This notebook was used to perform inference on unlabelled patent claims, and was run on Google colab. The best performing NLP model was used.

In [None]:
# Mount Google Drive on Google Colab to access files
from google.colab import drive
drive.mount('/content/drive')

In [None]:

import numpy as np
import pandas as pd
import torch
from torch.utils.data import TensorDataset, DataLoader, RandomSampler, SequentialSampler
from transformers import TFXLNetModel, XLNetTokenizer, XLNetForSequenceClassification, AdamW
from google.colab import userdata
userdata.get('HF_TOKEN')
from keras.preprocessing.sequence import pad_sequences
import pickle

In [None]:
# Identify and specify GPU
device = torch.device("cuda" if torch.cuda.is_available() else "cpu")
n_gpu = torch.cuda.device_count()
torch.cuda.get_device_name(0)

Combine unlabelled data into a single file

In [None]:
df_1 = pd.read_excel(r'/content/drive/MyDrive/data/unlabeled_data/all_unlabelled_data_1.xlsx')
df_2 = pd.read_excel(r'/content/drive/MyDrive/data/unlabeled_data/all_unlabelled_data_2.xlsx')
df_3 = pd.read_excel(r'/content/drive/MyDrive/data/unlabeled_data/all_unlabelled_data_3.xlsx')

combined_df = pd.concat([df_1, df_2, df_3], ignore_index=True)

with open('all_unlabeled_claims.pkl', 'wb') as file:
    pickle.dump(combined_df, file)

Import claims data and prepare them to be inference ready (tokenizing and Tensor dataset).

In [None]:
import pickle
# Load the object from the pickle file
with open(r'/content/drive/My Drive/data/unlabeled_data/all_unlabeled_claims.pkl', 'rb') as file:
    data = pickle.load(file)

In [None]:
# Function to prepare df input data to be inference-ready

def df_to_tensor(data):

  # Extract patent claims and prepare for inference

  inputs = data['Text']
  inputs = [sentence + " [SEP] [CLS]" for sentence in inputs]                      # Special tokens to be added to end of sentences for XLNet

  # Initialize the tokenizer and convert text into tokens that correspond to XLNet's vocabulary
  tokenizer = XLNetTokenizer.from_pretrained('xlnet-base-cased',do_lower_case = True)
  tokenised_inputs = [tokenizer.tokenize(sent) for sent in inputs]

  MAX_LEN = 256

  # Use the XLNet tokenizer to convert the tokens to their index numbers in the XLNet vocabulary
  input_ids = [tokenizer.convert_tokens_to_ids(x) for x in tokenised_inputs]

  # Pad our input tokens
  input_ids = pad_sequences(input_ids, maxlen=MAX_LEN, dtype="long", truncating="post", padding="post")

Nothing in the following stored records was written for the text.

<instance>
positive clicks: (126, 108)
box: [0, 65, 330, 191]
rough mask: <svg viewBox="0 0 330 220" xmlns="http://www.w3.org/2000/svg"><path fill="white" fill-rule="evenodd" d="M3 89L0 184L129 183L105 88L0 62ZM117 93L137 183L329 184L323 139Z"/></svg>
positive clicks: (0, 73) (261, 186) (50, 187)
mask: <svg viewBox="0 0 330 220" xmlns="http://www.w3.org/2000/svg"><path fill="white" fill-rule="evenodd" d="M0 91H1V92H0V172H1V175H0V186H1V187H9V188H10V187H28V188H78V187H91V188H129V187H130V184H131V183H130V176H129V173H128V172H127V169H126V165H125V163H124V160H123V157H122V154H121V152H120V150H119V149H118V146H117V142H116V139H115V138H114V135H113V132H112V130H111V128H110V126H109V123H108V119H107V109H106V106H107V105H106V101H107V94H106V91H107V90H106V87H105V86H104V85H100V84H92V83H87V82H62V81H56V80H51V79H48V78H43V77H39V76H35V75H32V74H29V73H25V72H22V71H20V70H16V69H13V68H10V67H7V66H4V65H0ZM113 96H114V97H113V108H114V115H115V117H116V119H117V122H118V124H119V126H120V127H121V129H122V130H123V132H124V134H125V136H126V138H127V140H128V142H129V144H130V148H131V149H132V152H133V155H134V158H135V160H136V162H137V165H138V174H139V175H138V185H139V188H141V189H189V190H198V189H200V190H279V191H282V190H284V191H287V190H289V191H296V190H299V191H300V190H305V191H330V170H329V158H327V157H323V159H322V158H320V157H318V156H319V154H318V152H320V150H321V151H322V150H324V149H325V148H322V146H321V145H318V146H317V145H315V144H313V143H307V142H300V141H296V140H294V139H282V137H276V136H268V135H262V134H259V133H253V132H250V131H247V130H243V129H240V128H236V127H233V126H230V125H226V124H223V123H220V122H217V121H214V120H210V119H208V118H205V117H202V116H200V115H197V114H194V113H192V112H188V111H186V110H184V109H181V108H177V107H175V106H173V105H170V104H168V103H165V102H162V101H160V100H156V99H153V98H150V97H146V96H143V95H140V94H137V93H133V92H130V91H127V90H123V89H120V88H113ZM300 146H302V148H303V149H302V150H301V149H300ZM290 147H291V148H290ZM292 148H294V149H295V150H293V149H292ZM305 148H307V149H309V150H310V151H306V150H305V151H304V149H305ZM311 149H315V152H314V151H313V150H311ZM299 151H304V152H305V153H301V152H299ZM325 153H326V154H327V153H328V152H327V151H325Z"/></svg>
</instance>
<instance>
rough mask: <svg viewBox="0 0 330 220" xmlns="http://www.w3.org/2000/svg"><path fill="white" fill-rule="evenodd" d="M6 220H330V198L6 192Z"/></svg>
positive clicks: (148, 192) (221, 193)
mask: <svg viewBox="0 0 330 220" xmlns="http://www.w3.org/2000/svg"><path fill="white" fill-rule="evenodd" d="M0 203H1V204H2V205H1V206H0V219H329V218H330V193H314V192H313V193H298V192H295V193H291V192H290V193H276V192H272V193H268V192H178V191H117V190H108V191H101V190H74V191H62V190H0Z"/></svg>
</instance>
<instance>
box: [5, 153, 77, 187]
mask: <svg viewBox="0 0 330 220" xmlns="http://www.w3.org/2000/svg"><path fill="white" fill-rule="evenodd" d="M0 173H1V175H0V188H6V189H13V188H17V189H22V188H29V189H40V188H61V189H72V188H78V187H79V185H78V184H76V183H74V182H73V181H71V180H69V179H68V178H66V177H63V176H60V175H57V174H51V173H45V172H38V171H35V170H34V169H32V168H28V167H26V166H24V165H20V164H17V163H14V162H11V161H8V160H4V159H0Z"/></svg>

  # Create attention masks
  attention_masks = []
  for seq in input_ids:
    seq_mask = [float(i>0) for i in seq]
    attention_masks.append(seq_mask)

  # Convert data into torch tensors, the required datatype for the model

  inputs = torch.tensor(input_ids)
  masks = torch.tensor(attention_masks)

  input_data = TensorDataset(inputs,masks)

  return input_data

Inference

In [None]:
def inference(input_data,model,bs):
  input_dataloader = DataLoader(input_data,batch_size = bs)

  pred_flat_all = []

  for batch in input_dataloader:
      # Add batch to GPU
      batch = tuple(t.to(device) for t in batch)
      # Unpack the inputs from our dataloader
      b_input_ids, b_input_mask = batch
      # Telling the model not to compute or store gradients, saving memory and speeding up validation
      with torch.no_grad():
        # Forward pass, calculate logit predictions
          output = model(b_input_ids, token_type_ids=None, attention_mask=b_input_mask)
          logits = output.logits

      # Move logits to CPU
      logits = logits.detach().cpu().numpy()

      pred_flat = np.argmax(logits, axis=1).flatten()

      pred_flat_all.append(pred_flat)

  return pred_flat_all


The inference code block below is designed to be able to run across multiple sessions.

In [None]:

# Imports completed inference from previous session
with open(r'/content/drive/My Drive/data/all_labelled_claims.pkl', 'rb') as file:
    labels = pickle.load(file)


# Activate this line of code if running this block for the first time
#labels = []


# Imports inference model
model_path = '/content/drive/MyDrive/Colab Notebooks/Trained Models/XLNet/2e-05_0.01_32'
model = XLNetForSequenceClassification.from_pretrained(model_path,num_labels = 2)
model.cuda()
model.eval()


# Find row where last iteration stopped
start_loc = len(labels)

batch_size = 256

# Continue loop of inference
try:
  while start_loc < len(data):
    print(start_loc)
    data_subset = data.loc[start_loc:start_loc+batch_size - 1]

    input_data = df_to_tensor(data_subset)

    pred = inference(input_data,model,batch_size)

    pred = pred[0].tolist()

    labels = labels + pred

    start_loc = start_loc + batch_size
    with open(r'/content/drive/MyDrive/data/all_labelled_claims.pkl', 'wb') as file:
        pickle.dump(labels, file)

except Exception as e:
  print(f"An error occurred: {e}")